With this damning of Le Pen, France can be the ‘anti-Trump’. It’s a bold path others should follow| Alexander Hurst

With this damning of Le Pen, France can be the ‘anti-Trump’. It’s a bold path others should follow| Alexander Hurst

The far right leader is banned and disgraced. European leaders can seize this moment to show voters they will fight for them

The French justice system chose courage over surrender. The law was clear, and so was the court in its sentencing: no special treatment for Marine Le Pen, no deference to the powerful, no using a candidacy for office as an excuse to break the law with impunity.
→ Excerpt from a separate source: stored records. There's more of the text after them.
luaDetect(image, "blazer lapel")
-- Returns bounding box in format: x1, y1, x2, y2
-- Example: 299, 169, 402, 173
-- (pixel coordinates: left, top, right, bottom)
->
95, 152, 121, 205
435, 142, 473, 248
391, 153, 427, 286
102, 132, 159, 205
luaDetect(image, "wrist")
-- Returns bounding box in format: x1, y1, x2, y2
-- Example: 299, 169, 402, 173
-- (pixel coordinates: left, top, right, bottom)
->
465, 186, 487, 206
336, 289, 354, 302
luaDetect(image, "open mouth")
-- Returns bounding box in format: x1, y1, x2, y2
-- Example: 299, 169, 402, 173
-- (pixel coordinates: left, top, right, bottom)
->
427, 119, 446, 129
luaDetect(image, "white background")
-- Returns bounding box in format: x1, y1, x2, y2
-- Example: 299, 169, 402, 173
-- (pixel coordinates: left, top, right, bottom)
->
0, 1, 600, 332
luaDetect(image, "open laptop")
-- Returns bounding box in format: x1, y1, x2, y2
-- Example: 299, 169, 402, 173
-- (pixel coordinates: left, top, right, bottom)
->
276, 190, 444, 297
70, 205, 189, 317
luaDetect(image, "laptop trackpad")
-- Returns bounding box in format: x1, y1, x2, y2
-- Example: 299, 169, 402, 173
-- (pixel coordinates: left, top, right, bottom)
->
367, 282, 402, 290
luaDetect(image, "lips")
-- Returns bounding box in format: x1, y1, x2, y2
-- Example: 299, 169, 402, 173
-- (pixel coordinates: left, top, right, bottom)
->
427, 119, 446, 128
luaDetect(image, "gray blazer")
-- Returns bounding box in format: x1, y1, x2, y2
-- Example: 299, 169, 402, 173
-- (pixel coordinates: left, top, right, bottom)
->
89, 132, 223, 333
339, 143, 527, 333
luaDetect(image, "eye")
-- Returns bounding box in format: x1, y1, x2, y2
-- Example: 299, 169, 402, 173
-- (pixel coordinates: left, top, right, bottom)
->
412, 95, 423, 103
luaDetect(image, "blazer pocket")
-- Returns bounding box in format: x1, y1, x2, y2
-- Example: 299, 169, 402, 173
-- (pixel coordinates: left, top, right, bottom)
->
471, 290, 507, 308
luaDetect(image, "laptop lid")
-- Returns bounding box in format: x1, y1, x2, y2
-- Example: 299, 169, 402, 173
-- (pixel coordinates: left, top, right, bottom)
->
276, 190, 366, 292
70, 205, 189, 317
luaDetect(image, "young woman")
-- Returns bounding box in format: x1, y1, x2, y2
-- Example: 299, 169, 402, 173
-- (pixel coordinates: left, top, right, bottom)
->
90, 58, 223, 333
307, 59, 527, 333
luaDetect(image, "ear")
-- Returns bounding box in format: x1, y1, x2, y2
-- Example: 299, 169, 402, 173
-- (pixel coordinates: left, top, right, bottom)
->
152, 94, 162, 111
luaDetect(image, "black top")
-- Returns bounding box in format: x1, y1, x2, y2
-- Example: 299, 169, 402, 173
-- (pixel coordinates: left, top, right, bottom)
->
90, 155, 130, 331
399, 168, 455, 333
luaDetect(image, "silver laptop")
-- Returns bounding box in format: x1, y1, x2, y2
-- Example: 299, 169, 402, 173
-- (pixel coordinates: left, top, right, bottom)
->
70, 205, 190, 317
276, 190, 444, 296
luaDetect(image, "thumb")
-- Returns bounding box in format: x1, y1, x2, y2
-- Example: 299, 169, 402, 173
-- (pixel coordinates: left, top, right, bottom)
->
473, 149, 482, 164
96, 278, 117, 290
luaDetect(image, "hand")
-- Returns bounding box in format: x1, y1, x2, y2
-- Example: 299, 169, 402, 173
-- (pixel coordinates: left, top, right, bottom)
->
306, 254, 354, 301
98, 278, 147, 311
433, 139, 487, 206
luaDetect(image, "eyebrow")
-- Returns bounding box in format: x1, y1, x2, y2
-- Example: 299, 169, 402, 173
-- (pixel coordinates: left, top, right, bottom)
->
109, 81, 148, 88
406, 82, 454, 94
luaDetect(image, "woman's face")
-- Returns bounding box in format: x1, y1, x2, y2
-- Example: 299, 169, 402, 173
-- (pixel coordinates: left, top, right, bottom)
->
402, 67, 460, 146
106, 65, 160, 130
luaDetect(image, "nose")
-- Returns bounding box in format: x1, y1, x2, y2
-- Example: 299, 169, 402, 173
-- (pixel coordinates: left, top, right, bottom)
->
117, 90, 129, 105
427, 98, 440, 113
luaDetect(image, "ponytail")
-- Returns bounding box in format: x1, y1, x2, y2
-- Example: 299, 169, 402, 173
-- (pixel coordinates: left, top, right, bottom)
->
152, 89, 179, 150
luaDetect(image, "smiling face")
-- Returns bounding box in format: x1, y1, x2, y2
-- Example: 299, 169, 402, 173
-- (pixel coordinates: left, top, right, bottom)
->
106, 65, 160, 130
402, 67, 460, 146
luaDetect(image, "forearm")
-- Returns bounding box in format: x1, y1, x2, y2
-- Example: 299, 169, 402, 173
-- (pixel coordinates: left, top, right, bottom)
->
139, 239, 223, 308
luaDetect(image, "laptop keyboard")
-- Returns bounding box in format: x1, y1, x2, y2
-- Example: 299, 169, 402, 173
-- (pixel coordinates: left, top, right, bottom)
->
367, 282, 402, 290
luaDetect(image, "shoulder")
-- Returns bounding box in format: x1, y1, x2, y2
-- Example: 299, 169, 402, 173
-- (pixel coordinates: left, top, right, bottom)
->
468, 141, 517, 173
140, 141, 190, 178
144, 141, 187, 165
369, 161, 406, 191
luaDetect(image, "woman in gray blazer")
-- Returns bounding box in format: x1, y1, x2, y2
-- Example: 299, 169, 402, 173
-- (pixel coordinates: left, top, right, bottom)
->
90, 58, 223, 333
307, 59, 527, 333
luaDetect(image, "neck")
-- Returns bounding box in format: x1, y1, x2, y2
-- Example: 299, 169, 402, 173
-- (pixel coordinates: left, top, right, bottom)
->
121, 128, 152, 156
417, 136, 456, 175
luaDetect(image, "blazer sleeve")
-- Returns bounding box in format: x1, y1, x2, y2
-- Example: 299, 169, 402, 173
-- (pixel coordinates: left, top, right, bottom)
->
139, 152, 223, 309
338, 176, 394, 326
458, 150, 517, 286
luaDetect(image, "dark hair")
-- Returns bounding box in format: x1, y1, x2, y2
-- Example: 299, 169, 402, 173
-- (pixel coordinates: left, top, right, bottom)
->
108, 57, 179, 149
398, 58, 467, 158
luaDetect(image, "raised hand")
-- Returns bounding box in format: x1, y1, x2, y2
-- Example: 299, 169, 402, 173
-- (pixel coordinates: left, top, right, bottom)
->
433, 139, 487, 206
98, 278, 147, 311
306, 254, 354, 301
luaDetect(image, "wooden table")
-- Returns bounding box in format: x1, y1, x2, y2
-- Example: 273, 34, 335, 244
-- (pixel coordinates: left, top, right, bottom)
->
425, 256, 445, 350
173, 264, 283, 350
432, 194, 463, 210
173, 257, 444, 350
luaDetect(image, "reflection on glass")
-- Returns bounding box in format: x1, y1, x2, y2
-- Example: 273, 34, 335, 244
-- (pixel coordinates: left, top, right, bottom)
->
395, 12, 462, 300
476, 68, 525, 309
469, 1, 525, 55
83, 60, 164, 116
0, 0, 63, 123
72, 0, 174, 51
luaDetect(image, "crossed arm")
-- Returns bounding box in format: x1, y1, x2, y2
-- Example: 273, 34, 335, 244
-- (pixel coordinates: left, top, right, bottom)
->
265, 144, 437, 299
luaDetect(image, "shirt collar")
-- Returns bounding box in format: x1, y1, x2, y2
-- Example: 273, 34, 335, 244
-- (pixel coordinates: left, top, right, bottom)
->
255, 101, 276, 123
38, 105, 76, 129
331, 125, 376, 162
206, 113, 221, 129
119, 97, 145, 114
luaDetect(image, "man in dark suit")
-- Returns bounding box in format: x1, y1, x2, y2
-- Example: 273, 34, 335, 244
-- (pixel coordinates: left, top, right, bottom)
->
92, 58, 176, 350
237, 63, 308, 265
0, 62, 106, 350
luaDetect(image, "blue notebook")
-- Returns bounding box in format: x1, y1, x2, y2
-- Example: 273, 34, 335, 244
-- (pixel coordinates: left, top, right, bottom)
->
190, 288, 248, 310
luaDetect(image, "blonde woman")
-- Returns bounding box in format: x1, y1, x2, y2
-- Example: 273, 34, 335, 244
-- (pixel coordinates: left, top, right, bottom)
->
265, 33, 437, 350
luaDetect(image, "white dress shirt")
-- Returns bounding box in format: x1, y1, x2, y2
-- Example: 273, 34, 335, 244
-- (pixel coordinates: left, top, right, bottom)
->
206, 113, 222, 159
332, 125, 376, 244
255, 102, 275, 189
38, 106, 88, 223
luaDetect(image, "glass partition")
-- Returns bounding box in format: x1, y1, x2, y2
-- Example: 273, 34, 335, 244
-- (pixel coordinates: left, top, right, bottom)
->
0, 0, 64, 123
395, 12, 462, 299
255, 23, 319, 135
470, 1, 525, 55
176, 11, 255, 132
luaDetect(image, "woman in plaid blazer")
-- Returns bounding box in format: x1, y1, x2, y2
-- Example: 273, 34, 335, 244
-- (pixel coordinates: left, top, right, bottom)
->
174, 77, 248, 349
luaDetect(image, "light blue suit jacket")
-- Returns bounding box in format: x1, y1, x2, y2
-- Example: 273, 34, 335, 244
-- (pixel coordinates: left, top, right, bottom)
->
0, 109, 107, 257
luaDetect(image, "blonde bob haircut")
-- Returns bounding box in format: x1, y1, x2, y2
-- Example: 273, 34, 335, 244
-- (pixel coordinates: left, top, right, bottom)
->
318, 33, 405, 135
For more than a decade, from 2004 to 2016, Le Pen’s reactionary rightwing party – named the Front National until 2018, when it became the Rassemblement National (RN) – operated an organised scheme to embezzle public funds by creating fictitious parliamentary assistant jobs at the European parliament, and to break other financial rules, in effect using European public money to finance a debt-ridden party domestically. Under a French anti-corruption law passed in 2016, the guilty verdict rendered against Le Pen comes with a sentence of ineligibility to run for office. The ban is for the next five years, effective immediately, which means that the sentence will hold all the way through an appeals process and will almost certainly torpedo any chance of her running for president in 2027.